Tribunal Administratif de Cergy-Pontoise — Décision N° TA95-2523681

vendredi 26 décembre 2025

JuridictionTribunal Administratif de Cergy-Pontoise
SectionTribunal Administratif de Cergy-Pontoise
N° DossierTA95-2523681
TypeDécision
RecoursExcès de pouvoir
PublicationD
Avocat requérantROSIN

Résumé IA

Le Tribunal administratif de Cergy-Pontoise, statuant en référé sur le fondement de l'article L. 521-1 du code de justice administrative, a suspendu l'exécution de la décision implicite de refus de renouvellement de titre de séjour opposée à Mme A..., ressortissante marocaine. Le juge a estimé que la condition d'urgence était présumée et établie, la requérante étant en situation de précarité et exposée à un risque d'éloignement. Il a également retenu l'existence d'un doute sérieux quant à la légalité de la décision, en raison d'une méconnaissance des articles L. 423-1 et suivants du code de l'entrée et du séjour des étrangers et du droit d'asile, ainsi que de l'article 8 de la Convention européenne des droits de l'homme. Le tribunal a enjoint au préfet de réexaminer la situation de Mme A. sous quinze jours et de lui délivrer une autorisation provisoire de séjour avec droit au travail sous 48 heures, sous astreinte.

Texte intégral

Vu la procédure suivante :

Par une requête enregistrée le 11 décembre 2025, Mme B... A..., représentée par Me Rosin, demande à la juge des référés, sur le fondement de l’article L. 521-1 du code de justice administrative :

1°) de suspendre l’exécution de la décision implicite de refus née du silence gardé par le préfet des Hauts-de-Seine sur sa demande de renouvellement de titre de séjour ;

2°) d’enjoindre au préfet territorialement compétent, d’une part, de réexaminer sa situation dans le délai de quinze jours à compter de la notification de l’ordonnance à intervenir sous astreinte de 300 euros par jour de retard d’autre part, de la munir d’une autorisation provisoire de séjour l’autorisant à travailler dans un délai de quarante huit heures à compter de la notification de l’ordonnance à intervenir sous astreinte de 300 euros par jour de retard ;

3°) de mettre à la charge de l’Etat la somme de 2 000 euros en application des dispositions de l’article L. 761-1 du code de justice administrative.


Elle soutient que :

- la condition d’urgence est présumée et est établie dès lors que, d’une part, elle a sollicité le renouvellement de son titre portant la mention « vie privée et familiale », d’autre part, elle est placée en situation de précarité depuis l’expiration le 25 août 2025 de son autorisation de prolongation d’instruction et risque de faire l’objet d’un placement en retenue administrative et d’une mesure d’éloignement
- il existe des moyens propres à créer un doute sérieux quant à la légalité de la décision attaquée dès lors que :
elle est insuffisamment motivée ;
elle méconnaît les dispositions des articles L. 423-1, L. 423-3 et L. 423-6 du code de l’entrée et du séjour des étrangers et du droit d’asile ;
elle méconnait les stipulations de l’article 8 de la convention européenne de sauvegarde des droits de l’homme et des libertés fondamentales ;
elle est entachée d’une erreur manifeste dans l’appréciation de ses conséquences sur sa situation personnelle.

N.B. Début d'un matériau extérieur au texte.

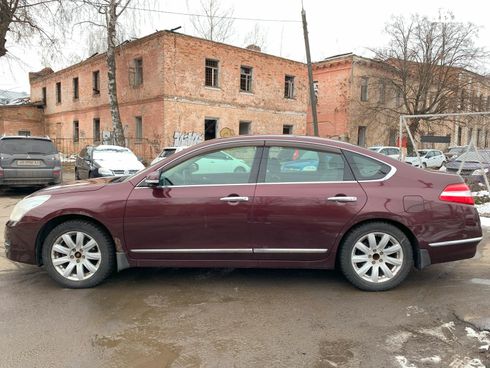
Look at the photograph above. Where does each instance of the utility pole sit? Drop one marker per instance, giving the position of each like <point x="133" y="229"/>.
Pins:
<point x="310" y="73"/>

La requête a été communiquée au préfet des Hauts-de Seine qui n’a pas produit de mémoire en défense.
Vu :

- les autres pièces du dossier ;
- la requête n°2523680, enregistrée le 11 décembre 2025, par laquelle Mme A... demande l’annulation de la décision.

Vu :
- la convention européenne de sauvegarde des droits de l’homme et des libertés fondamentales ;
- le code de l’entrée et du séjour des étrangers et du droit d’asile ;
- le code de justice administrative.


Le président du tribunal a désigné Mme Rolin, en application des dispositions de l’article L. 511-2 du code de justice administrative, pour statuer sur les requêtes en référé.

Les parties ont été régulièrement convoquées à l’audience du 23 décembre 2025 à 14 heures.

Ont été entendus au cours de l’audience publique, tenue en présence de Mme Soulier, greffière d’audience,
le rapport de Mme Rolin, juge des référés,
les observations de Me de Sèze se substituant à Me Rosin qui maintient ses conclusions et moyens qu’il précise,
le préfet des Hauts de Seine n’étant ni présent ni représenté.

La clôture de l’instruction a été prononcée à l’issue de l’audience.


Considérant ce qui suit :
1. Mme B... A..., ressortissante marocaine née le 19 janvier 1997, entrée en France sous-couvert d’un visa long séjour valant titre de séjour, a bénéficié d’une carte de séjour portant la mention « vie privée et familiale » valable du 26 juin 2023 au 25 juin 2025. Elle est mariée depuis le 14 février 2022 à un ressortissant français, avec lequel elle a eu une enfant née le 23 avril 2023. Le 6 mars 2025, elle a sollicité le renouvellement de son titre de séjour sur le site de l’administration numérique des étrangers en France (ANEF). Une décision implicite de rejet est née du fait du silence gardé par l’administration le 6 juillet 2025. Par la présente requête, Mme A... demande à la juge des référés, statuant sur le fondement des dispositions de l’article L. 521-1 du code de justice administrative, d’ordonner la suspension de l’exécution de la décision implicite par laquelle le préfet des Hauts-de-Seine a rejeté sa demande de renouvellement de titre de séjour.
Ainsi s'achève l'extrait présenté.